The Right Way to Clean Your Windows—Plus, How to Make Your Own Window Cleaner
The idea of washing your windows doesn't have to be intimidating. With the right tools, a DIY window cleaner, and these tried-and-tested tips from Martha Stewart's Homekeeping Handbook ($27.34, amazon.com), the process is actually quick and easy. And the payoff—that warm stream of morning sun pouring into your bedroom—is totally worth the effort.
To start, gather all of your window-washing tools into one plastic or metal bucket (keep a second bucket on hand to mix cleaning solutions). Dirty panes are no problem when you use rubber-edged squeegees, which are quicker and more effective than cloth or newspaper. They come in a variety of sizes, and a screw-on extension will let you reach high spots.
Tools and Materials
To clean your windows, you'll need a handful of tools: A soft-bristled counter brush, white vinegar (or mild dishwashing liquid), large polyester or natural sea sponges ($24.95, crateandbarrel.com), squeegee with extension poles, lint-free cloths (huckaback or cloth diapers that have not been washed or dried with fabric softener, which can leave behind a residue that will streak glass), rubber gloves, straight-edged razor blades, a sturdy ladder (with a label indicating it is approved by Underwriters Laboratories), and non-ammoniated all-purpose cleaner like Mrs.
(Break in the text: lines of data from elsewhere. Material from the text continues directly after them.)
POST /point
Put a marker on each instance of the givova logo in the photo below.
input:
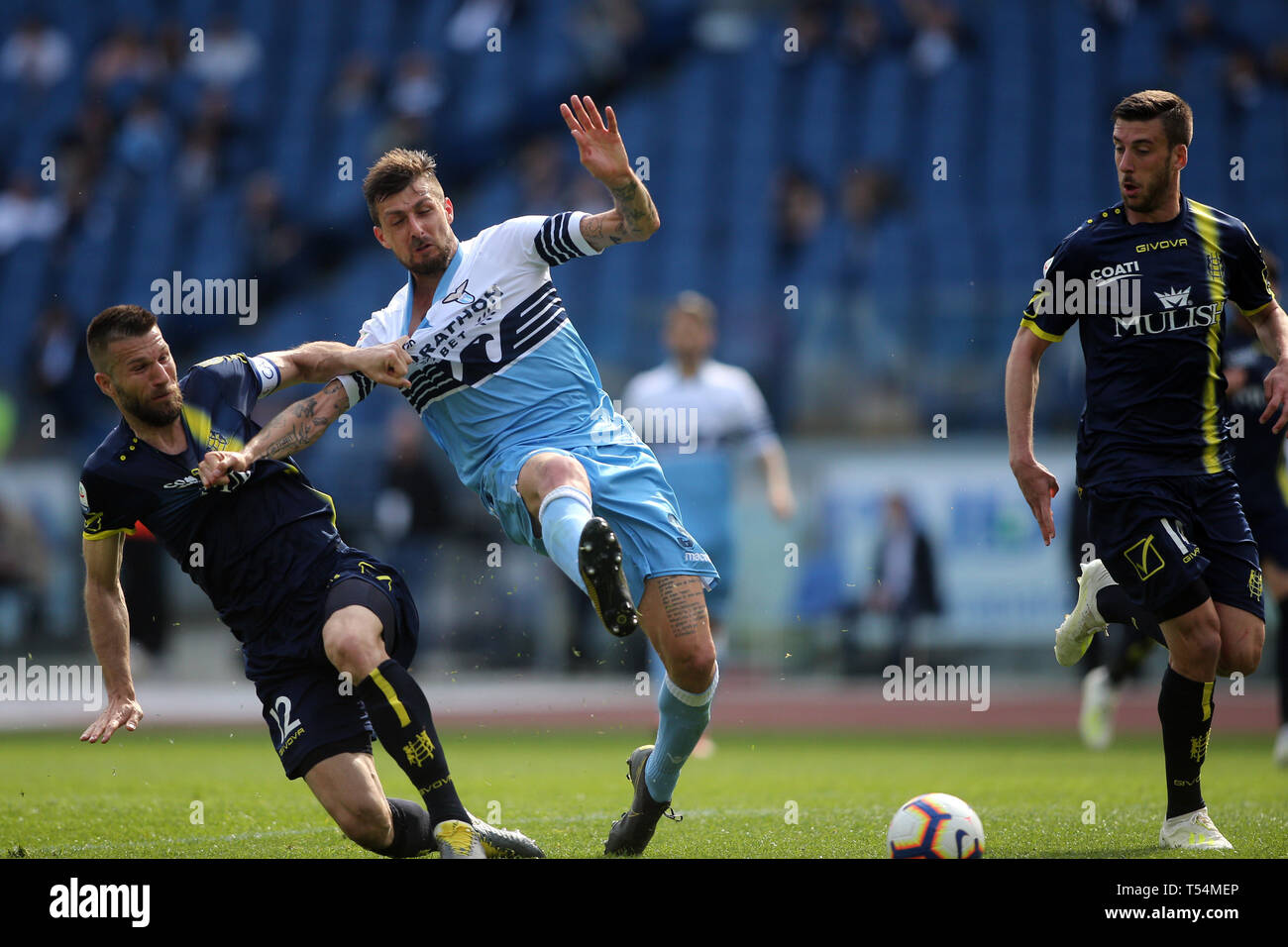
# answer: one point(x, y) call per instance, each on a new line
point(73, 899)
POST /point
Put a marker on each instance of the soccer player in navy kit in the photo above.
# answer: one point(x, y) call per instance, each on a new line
point(326, 630)
point(1163, 504)
point(506, 386)
point(1258, 463)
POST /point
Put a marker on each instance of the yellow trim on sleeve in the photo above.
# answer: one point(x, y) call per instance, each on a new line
point(1041, 333)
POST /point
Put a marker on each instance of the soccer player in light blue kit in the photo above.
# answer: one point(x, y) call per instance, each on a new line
point(507, 388)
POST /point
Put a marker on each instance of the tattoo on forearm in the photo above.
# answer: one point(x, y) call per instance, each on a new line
point(684, 603)
point(296, 429)
point(635, 205)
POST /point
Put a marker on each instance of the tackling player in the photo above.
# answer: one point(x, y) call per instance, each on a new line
point(1163, 502)
point(507, 388)
point(1258, 463)
point(326, 630)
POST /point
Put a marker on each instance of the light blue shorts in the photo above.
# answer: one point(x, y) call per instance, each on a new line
point(629, 489)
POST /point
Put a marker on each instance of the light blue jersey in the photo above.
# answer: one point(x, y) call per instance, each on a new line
point(498, 373)
point(496, 363)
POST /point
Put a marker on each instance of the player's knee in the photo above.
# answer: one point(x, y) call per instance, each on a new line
point(366, 822)
point(561, 471)
point(352, 648)
point(1199, 647)
point(1243, 657)
point(695, 668)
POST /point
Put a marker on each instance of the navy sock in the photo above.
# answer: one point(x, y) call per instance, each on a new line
point(413, 832)
point(1185, 711)
point(399, 714)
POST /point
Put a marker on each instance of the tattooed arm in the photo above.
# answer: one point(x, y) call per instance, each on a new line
point(291, 431)
point(634, 217)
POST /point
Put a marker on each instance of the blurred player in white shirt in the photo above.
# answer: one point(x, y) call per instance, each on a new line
point(698, 415)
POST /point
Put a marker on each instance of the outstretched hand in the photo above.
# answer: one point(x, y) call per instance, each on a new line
point(1276, 397)
point(217, 466)
point(120, 711)
point(599, 146)
point(1038, 486)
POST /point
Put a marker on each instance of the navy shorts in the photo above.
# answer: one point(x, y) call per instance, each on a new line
point(310, 710)
point(1157, 538)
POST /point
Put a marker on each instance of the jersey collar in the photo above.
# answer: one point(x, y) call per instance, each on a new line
point(445, 286)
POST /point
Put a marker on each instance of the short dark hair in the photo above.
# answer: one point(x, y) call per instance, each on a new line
point(1157, 103)
point(393, 171)
point(111, 325)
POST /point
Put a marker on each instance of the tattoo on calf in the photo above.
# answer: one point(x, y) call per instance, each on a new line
point(684, 603)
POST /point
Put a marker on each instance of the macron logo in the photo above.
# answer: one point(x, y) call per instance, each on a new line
point(1175, 299)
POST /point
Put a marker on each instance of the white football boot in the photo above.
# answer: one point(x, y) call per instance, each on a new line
point(1085, 621)
point(1099, 702)
point(1193, 830)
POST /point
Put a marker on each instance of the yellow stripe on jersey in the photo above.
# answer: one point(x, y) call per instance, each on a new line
point(1041, 333)
point(330, 500)
point(201, 428)
point(1206, 222)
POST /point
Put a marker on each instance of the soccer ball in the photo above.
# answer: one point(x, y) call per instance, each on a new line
point(935, 826)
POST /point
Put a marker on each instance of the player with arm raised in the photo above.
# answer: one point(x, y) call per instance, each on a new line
point(507, 388)
point(1175, 553)
point(266, 552)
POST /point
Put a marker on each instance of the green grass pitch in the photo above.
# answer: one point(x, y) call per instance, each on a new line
point(802, 795)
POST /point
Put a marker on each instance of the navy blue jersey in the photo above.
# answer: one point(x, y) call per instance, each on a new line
point(249, 544)
point(1150, 296)
point(1258, 453)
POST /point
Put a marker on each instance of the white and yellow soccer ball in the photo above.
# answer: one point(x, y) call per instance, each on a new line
point(935, 826)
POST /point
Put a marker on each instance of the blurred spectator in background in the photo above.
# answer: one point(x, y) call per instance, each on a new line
point(1241, 80)
point(939, 35)
point(467, 30)
point(230, 54)
point(541, 175)
point(799, 209)
point(273, 241)
point(905, 586)
point(146, 573)
point(146, 141)
point(123, 65)
point(357, 88)
point(54, 365)
point(697, 415)
point(37, 54)
point(27, 213)
point(416, 86)
point(24, 575)
point(1197, 29)
point(863, 35)
point(604, 33)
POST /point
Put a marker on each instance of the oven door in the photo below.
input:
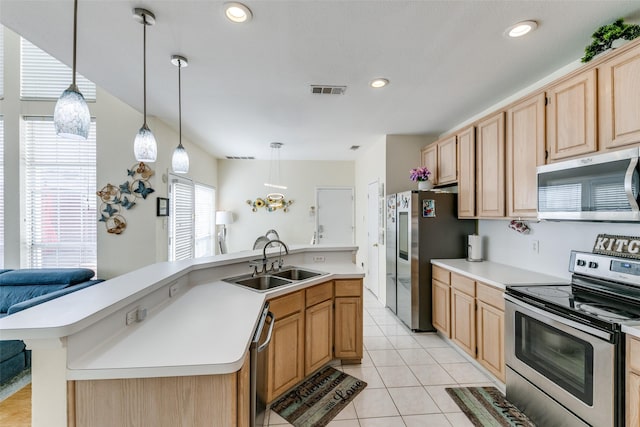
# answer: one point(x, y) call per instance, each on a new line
point(571, 362)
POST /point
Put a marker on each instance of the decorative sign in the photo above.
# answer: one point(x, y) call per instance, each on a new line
point(621, 246)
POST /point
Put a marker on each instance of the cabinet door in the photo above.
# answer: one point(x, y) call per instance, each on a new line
point(525, 152)
point(348, 328)
point(441, 307)
point(490, 172)
point(285, 363)
point(429, 157)
point(619, 100)
point(319, 336)
point(463, 321)
point(571, 117)
point(447, 161)
point(490, 324)
point(467, 173)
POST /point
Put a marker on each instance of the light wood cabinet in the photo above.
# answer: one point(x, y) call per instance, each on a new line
point(429, 160)
point(632, 402)
point(348, 320)
point(490, 167)
point(525, 151)
point(490, 329)
point(447, 161)
point(619, 100)
point(441, 317)
point(467, 173)
point(463, 319)
point(572, 117)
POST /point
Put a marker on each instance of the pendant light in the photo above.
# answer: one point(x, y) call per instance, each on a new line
point(144, 146)
point(180, 158)
point(71, 115)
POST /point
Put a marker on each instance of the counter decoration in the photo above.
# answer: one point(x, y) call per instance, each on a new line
point(116, 198)
point(421, 175)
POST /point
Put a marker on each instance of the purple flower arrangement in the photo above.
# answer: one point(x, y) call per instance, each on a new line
point(419, 174)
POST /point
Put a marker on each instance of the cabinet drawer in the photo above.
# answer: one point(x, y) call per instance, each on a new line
point(490, 295)
point(348, 288)
point(319, 293)
point(633, 354)
point(440, 274)
point(288, 304)
point(463, 284)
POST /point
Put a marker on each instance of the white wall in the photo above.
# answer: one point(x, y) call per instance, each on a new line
point(242, 180)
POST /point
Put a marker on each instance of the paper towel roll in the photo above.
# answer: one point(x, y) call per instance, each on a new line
point(474, 248)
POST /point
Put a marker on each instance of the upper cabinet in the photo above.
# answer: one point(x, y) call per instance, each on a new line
point(525, 152)
point(429, 158)
point(447, 161)
point(490, 166)
point(467, 173)
point(572, 116)
point(619, 100)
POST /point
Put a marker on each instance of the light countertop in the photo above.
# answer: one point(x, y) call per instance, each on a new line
point(494, 274)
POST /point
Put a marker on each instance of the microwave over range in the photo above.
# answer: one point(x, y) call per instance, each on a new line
point(603, 187)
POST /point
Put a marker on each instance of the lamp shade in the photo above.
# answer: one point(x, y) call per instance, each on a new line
point(224, 217)
point(144, 146)
point(71, 115)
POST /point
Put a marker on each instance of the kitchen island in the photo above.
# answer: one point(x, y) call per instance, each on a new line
point(171, 321)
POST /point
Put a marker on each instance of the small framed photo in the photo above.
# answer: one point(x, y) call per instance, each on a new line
point(162, 206)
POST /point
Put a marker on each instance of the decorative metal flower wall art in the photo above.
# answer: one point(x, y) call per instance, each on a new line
point(124, 196)
point(270, 204)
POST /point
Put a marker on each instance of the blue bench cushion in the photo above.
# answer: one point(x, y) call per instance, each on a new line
point(46, 276)
point(11, 294)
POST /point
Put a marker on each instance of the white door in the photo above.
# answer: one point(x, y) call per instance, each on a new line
point(373, 231)
point(334, 219)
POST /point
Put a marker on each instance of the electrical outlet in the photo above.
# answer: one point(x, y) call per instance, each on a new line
point(535, 246)
point(173, 290)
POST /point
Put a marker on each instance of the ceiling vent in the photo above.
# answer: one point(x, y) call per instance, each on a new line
point(328, 90)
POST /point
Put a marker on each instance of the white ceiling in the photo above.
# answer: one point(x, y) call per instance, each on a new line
point(248, 84)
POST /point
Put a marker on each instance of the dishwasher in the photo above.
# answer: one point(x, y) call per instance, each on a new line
point(258, 406)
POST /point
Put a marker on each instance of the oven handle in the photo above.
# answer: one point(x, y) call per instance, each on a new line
point(567, 322)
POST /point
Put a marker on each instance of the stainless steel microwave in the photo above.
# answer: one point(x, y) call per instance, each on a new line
point(603, 187)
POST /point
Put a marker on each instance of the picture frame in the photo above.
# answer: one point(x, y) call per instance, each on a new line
point(162, 206)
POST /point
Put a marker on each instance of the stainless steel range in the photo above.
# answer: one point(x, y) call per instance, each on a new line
point(564, 345)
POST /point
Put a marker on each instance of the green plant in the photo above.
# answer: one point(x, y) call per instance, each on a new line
point(604, 37)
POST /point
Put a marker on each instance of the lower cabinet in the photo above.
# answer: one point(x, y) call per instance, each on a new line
point(633, 382)
point(202, 400)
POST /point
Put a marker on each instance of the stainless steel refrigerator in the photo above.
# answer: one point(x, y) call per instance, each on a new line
point(391, 252)
point(427, 227)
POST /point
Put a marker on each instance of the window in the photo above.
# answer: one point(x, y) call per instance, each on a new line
point(60, 183)
point(205, 227)
point(44, 77)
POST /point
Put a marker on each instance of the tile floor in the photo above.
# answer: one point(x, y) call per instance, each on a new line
point(406, 374)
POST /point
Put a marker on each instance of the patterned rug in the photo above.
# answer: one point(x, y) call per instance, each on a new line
point(319, 398)
point(487, 407)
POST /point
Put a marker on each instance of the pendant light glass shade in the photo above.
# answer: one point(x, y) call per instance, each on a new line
point(145, 147)
point(180, 158)
point(71, 115)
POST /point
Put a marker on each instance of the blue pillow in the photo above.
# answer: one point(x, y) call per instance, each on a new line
point(46, 276)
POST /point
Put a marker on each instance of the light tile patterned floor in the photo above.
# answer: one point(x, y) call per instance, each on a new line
point(406, 375)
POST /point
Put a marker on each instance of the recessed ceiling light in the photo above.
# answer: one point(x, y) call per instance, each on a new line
point(521, 28)
point(378, 83)
point(237, 12)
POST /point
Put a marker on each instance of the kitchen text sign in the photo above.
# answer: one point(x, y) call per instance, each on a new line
point(621, 246)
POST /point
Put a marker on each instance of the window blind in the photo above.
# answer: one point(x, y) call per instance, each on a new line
point(205, 208)
point(181, 195)
point(44, 77)
point(60, 183)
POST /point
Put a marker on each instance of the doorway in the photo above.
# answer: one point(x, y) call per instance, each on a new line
point(335, 215)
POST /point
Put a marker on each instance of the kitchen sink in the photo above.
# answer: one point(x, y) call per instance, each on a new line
point(264, 282)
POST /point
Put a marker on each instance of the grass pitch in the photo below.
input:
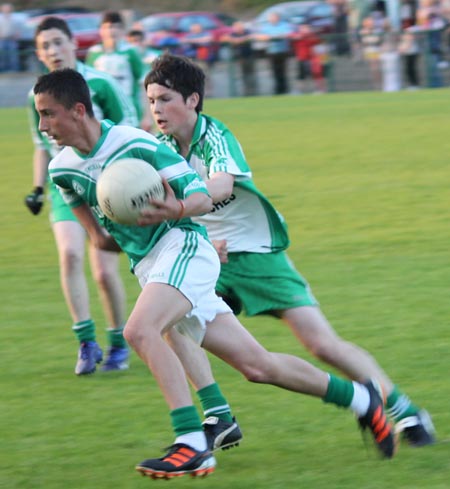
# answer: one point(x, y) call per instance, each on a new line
point(363, 181)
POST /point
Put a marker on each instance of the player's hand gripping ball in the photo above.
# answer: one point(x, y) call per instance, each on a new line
point(125, 187)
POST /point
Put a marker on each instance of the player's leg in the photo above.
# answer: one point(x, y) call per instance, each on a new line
point(314, 331)
point(171, 288)
point(221, 428)
point(105, 270)
point(226, 338)
point(70, 242)
point(158, 307)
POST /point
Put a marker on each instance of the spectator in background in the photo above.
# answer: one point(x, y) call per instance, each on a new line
point(433, 24)
point(390, 64)
point(409, 50)
point(9, 34)
point(407, 13)
point(240, 39)
point(371, 39)
point(277, 33)
point(136, 38)
point(304, 43)
point(341, 28)
point(122, 61)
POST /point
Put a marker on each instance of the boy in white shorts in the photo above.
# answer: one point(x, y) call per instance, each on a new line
point(257, 275)
point(177, 268)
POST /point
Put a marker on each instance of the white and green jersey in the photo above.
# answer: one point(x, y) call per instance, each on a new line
point(247, 220)
point(77, 174)
point(124, 64)
point(108, 101)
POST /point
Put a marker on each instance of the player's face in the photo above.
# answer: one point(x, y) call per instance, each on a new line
point(54, 119)
point(111, 33)
point(171, 113)
point(55, 49)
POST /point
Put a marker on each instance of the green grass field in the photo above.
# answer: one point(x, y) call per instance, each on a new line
point(363, 181)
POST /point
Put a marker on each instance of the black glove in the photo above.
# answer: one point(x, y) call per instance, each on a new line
point(35, 200)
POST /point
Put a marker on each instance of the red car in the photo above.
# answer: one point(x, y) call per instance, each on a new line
point(84, 28)
point(177, 25)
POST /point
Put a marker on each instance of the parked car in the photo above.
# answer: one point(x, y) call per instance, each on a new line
point(178, 24)
point(84, 27)
point(318, 14)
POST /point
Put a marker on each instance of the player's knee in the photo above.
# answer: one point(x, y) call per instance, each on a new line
point(70, 259)
point(103, 277)
point(132, 335)
point(324, 350)
point(257, 372)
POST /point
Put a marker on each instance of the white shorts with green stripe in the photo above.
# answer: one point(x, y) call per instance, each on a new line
point(185, 260)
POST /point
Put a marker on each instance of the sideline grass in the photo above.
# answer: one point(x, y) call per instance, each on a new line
point(362, 180)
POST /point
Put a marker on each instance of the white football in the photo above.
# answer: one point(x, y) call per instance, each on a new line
point(125, 187)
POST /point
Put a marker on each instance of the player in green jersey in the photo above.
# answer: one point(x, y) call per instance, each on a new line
point(251, 236)
point(56, 48)
point(177, 268)
point(122, 61)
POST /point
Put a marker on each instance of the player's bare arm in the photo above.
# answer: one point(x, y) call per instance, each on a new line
point(220, 186)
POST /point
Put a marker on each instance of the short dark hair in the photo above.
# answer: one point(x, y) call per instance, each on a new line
point(53, 23)
point(112, 17)
point(178, 73)
point(136, 33)
point(67, 86)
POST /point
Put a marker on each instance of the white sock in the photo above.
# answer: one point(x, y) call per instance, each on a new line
point(361, 399)
point(195, 439)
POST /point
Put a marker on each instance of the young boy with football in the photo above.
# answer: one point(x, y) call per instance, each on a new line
point(56, 49)
point(251, 236)
point(177, 268)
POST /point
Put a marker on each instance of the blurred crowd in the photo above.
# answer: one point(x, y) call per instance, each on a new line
point(409, 55)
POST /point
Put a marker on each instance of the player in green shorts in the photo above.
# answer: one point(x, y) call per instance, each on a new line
point(122, 61)
point(56, 48)
point(251, 236)
point(177, 268)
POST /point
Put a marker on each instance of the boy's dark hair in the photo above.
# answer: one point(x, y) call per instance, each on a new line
point(53, 23)
point(180, 74)
point(67, 86)
point(112, 17)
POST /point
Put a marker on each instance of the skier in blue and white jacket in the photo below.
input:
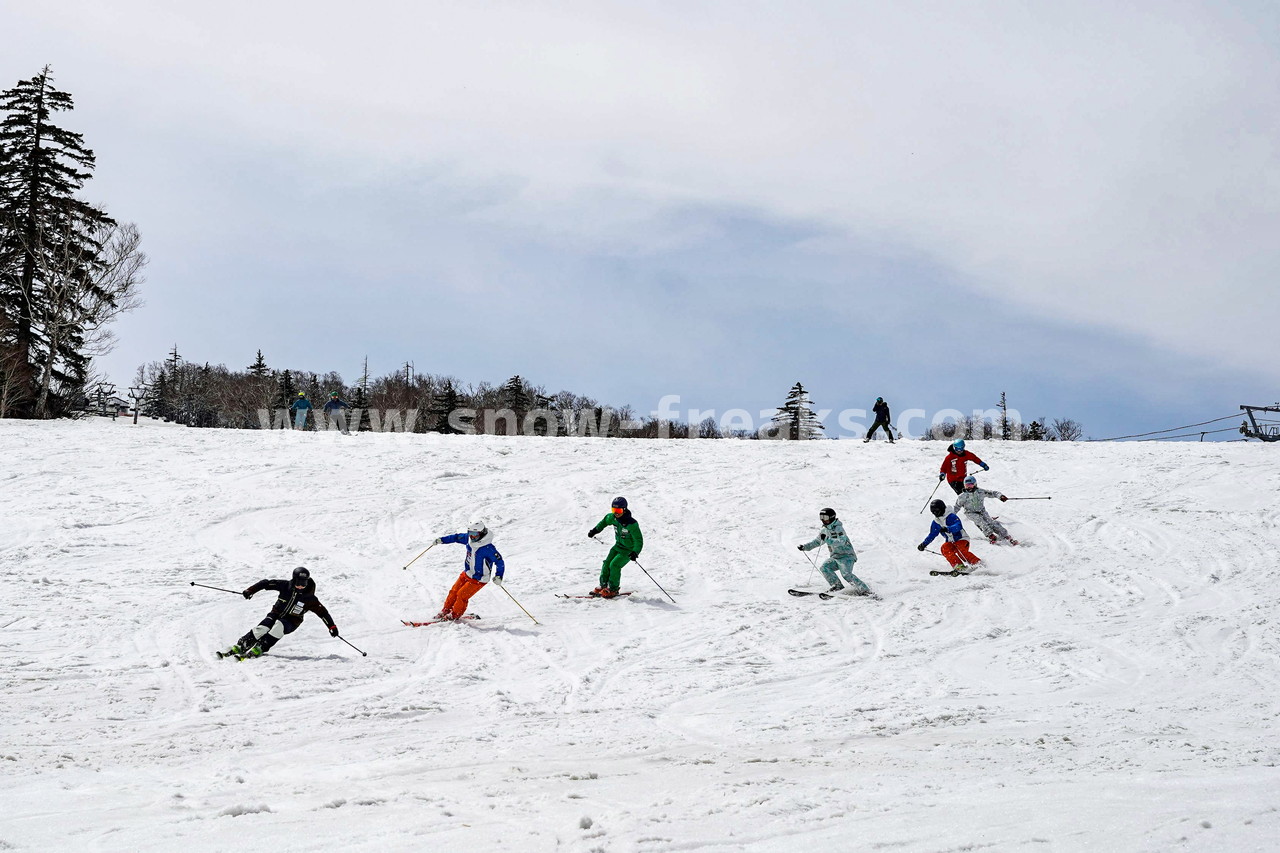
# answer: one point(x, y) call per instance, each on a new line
point(483, 564)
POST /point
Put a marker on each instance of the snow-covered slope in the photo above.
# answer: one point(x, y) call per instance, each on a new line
point(1110, 685)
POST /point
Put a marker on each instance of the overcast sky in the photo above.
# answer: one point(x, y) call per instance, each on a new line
point(1075, 203)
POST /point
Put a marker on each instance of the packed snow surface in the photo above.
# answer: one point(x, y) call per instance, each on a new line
point(1110, 684)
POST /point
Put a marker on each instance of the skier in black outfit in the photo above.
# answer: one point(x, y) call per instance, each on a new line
point(882, 419)
point(297, 596)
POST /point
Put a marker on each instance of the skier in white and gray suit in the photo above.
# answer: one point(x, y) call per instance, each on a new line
point(972, 500)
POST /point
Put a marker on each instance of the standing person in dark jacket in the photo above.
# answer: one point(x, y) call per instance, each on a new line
point(334, 406)
point(882, 419)
point(300, 407)
point(955, 466)
point(627, 542)
point(296, 597)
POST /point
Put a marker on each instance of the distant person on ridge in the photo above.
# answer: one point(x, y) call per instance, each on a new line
point(300, 407)
point(882, 419)
point(973, 502)
point(295, 600)
point(955, 546)
point(627, 542)
point(334, 406)
point(483, 564)
point(841, 555)
point(955, 466)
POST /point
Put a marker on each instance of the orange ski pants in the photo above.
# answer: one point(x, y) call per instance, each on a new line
point(461, 593)
point(958, 553)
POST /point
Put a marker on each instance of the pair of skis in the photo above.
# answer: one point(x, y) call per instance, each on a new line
point(465, 617)
point(470, 616)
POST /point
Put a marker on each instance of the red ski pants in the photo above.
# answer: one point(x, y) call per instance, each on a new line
point(461, 593)
point(958, 553)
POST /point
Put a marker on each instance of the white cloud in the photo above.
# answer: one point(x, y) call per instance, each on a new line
point(1101, 163)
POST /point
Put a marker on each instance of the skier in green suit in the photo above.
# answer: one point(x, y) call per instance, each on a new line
point(626, 547)
point(842, 557)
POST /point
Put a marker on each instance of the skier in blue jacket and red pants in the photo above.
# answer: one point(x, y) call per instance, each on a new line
point(955, 541)
point(484, 564)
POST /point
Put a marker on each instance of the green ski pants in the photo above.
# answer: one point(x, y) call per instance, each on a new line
point(611, 573)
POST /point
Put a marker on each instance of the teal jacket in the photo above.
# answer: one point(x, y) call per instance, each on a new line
point(832, 536)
Meyer's Clean Day Glass Cleaner ($13.67, amazon.com).
How to Make DIY Window Cleaner
Martha uses a squeegee and a homemade cleaning solution of water and powdered dishwasher soap to clean her windows. You can also make an all-natural window cleaning solution using a mixture of equal parts white vinegar and hot water. Adding a touch of liquid soap to the vinegar solution will help remove any streak-causing wax left on the window from commercial cleaners used in the past. You can eliminate the soap after a few washings. Once your cleaning solution is mixed, you're ready to clean.
How to Clean Windows
Choose a time of day when the sun is not shining directly on the windows. The heat from the sun can cause the cleaning fluid to dry, which will result in streaks or water spots. Brush the exteriors of windows and frames lightly with a soft-bristled counter brush, dusting away cobwebs and loose dirt—don't forget the hinges, sills, and tracks. Next, mix the solution of one part white vinegar and one part hot water. When using the squeegee indoors, place a towel along the windowsill to catch drips. Using a sponge, wet (but don't drench) the window with the DIY window cleaner solution, and rub the dirt away, being sure to keep the solution from touching the window frames. Next, wet the squeegee; a dry blade will skip. Starting at an upper corner of the pane, draw the squeegee down in a straight stroke. Return to the top and repeat, slightly overlapping the first stroke. After each stroke, wipe the rubber edge of the squeegee with a sponge or lint-free cloth. Finish by pulling the squeegee across the bottom of the window, and dry the sill with a sponge or cloth. Wipe frames with a cloth dampened with a non-ammoniated all-purpose cleaner and water. Rinse them thoroughly with a clean, damp cloth to remove the cleaning solution and dry immediately by wiping with a clean, dry cloth.
For huge picture windows, professionals favor a method called the snake. Starting in one of the upper corners, pull the squeegee horizontally across the window. At the opposite corner, turn, lower the squeegee to the waterline, then pull it across the window. Work your way down and touch up the edges with a cloth. Then, dry windowsills with a cloth.